Varma: We have been waiting for the studies to show that the technology is robust. TRUST shows that remote monitoring is safe to use and has high efficacy. It also reduces healthcare burden. At the same time, it helps early detection, which can only enhance patient safety. TRUST will be published in the next few months; the results were shown at AHA last year. It is the first multi-centre study to assess home monitoring. The other thing to consider is reimbursement. In the US we are lucky because we have reimbursement for remote monitoring which applies very well to the TRUST design. Germany also has reimbursement.

From MONIC we are going to get some very critical data about how key personnel who use remote monitoring on a day-to-day basis – that is the nursing staff and the technical staff –can apply it and how they may have to change some aspects of their workflow patterns, because use of remote monitoring does affect this. We have adopted remote monitoring at the Cleveland Clinic and every ICD that we implant is capable of being monitored remotely, because we recognise its utility. Without it we simply could not function properly because we have a huge volume of patients and this is facilitated by the use of home monitoring. But it does mean we have to change workflow patterns and the MONIC study will provide data on how we should assess all these data and how we should configure our devices.

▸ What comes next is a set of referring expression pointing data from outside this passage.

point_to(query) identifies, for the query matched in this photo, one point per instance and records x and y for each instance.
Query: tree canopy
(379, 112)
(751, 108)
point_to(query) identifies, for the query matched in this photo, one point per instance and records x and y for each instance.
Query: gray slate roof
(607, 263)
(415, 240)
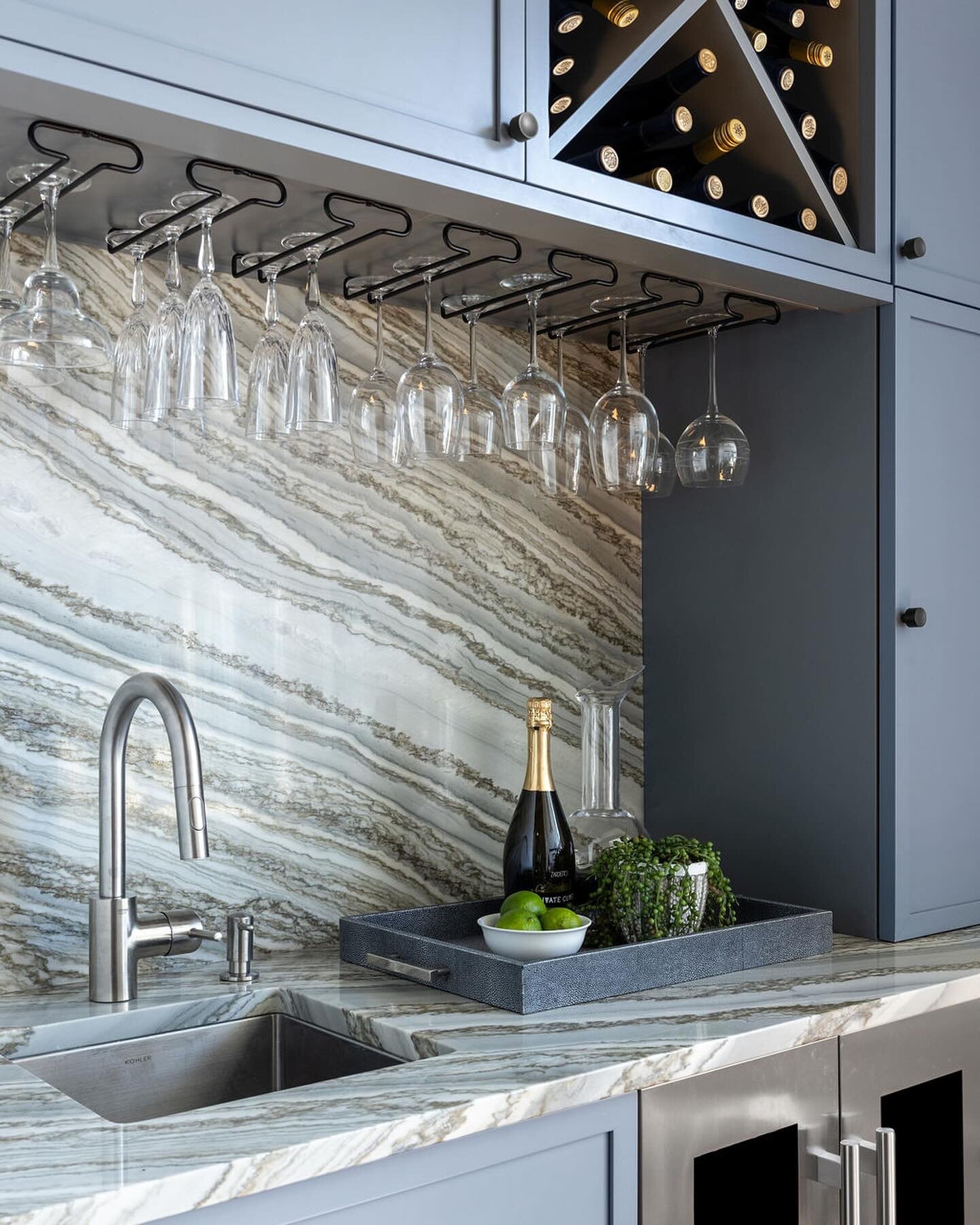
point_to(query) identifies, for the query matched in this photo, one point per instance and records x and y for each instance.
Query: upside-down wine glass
(564, 471)
(713, 451)
(165, 331)
(379, 433)
(312, 393)
(533, 402)
(482, 425)
(624, 430)
(128, 404)
(662, 474)
(429, 393)
(49, 329)
(208, 363)
(269, 369)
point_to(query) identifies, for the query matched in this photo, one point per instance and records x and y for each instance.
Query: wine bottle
(834, 174)
(759, 38)
(561, 63)
(539, 854)
(658, 178)
(802, 218)
(785, 47)
(805, 120)
(649, 97)
(753, 206)
(687, 163)
(603, 157)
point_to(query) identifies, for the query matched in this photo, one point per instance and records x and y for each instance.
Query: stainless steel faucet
(118, 935)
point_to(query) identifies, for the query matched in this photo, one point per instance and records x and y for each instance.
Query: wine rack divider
(609, 75)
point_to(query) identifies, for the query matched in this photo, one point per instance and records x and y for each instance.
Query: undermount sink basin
(169, 1073)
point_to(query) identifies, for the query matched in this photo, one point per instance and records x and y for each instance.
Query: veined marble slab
(472, 1068)
(355, 649)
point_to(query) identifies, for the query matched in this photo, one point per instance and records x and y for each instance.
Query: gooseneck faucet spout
(118, 935)
(189, 787)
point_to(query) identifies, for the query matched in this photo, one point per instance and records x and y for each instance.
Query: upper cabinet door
(430, 76)
(937, 176)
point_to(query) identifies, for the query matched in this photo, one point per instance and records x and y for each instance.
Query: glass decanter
(602, 819)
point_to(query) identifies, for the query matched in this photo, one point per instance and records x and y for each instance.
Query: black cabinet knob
(523, 127)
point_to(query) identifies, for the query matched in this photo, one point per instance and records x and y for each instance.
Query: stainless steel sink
(189, 1068)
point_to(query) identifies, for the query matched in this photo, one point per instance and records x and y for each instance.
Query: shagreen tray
(442, 947)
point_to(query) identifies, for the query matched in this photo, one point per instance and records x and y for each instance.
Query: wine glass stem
(49, 202)
(379, 336)
(533, 330)
(271, 312)
(206, 254)
(6, 277)
(712, 373)
(428, 346)
(624, 347)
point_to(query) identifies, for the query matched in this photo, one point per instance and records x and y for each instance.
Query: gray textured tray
(442, 947)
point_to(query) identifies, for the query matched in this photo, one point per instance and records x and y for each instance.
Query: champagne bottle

Once collected, how is the data accessed?

Vogtmann: You can adjust the system to your IT applications. With the remote monitoring device you can access the data from the worldwide web: that is the easiest way. You can access it from any computer that has access to the Internet. If not, the data are available in hard copy, by fax. Or you can get an SMS, or an email message, so there are many ways to access the data. The other nice thing this is you can access the data from wherever you are. For example if the patient calls and you are on the ward and not in your office you have easy access to the data from any computer, so I think that is a real benefit of the system.

Are the data from the remote monitoring device stored with patients’ medical record?

Varma: We have electronic medical records and we are still in the process of fully implementing connectivity so remote monitoring data can be directly uploaded to the electronic medical record. That is the ideal – all the companies working with remote monitoring are trying to configure this. At the moment in our hospital we have some interfaces that provide uploaded remote monitoring data for pacing systems which interact with our electronic medical records but the fact that we are using remote monitoring now is driving this need for connectivity between platforms. That is the stage we are at – we are still in a process of evolution.

What is the future for remote home monitoring?

Varma: We have established that home monitoring is a robust technology, now we need to apply it to wider and wider groups. We are looking at several outcome studies for atrial fibrillation and for heart failure management and I think there is a lot of potential for using remote monitoring in those groups because it provides early detection. If you can tell there is something going on so you can prevent hospitalisations in that group.

Vogtmann: The technology for using the device monitoring system is all there and I think the next step for the companies working on it is to develop remote monitoring to be used as a disease management programme so that it is not only looking at the device but at the whole disease of the patient. We are running telemedical projects in heart failure morbidity and mortality studies in our institute and a lot of the sensors that are used there are already integrated into the devices, and there will be more in the future, so I think that in the next five years the focus will be to change it from a device follow-up to a disease follow-up system.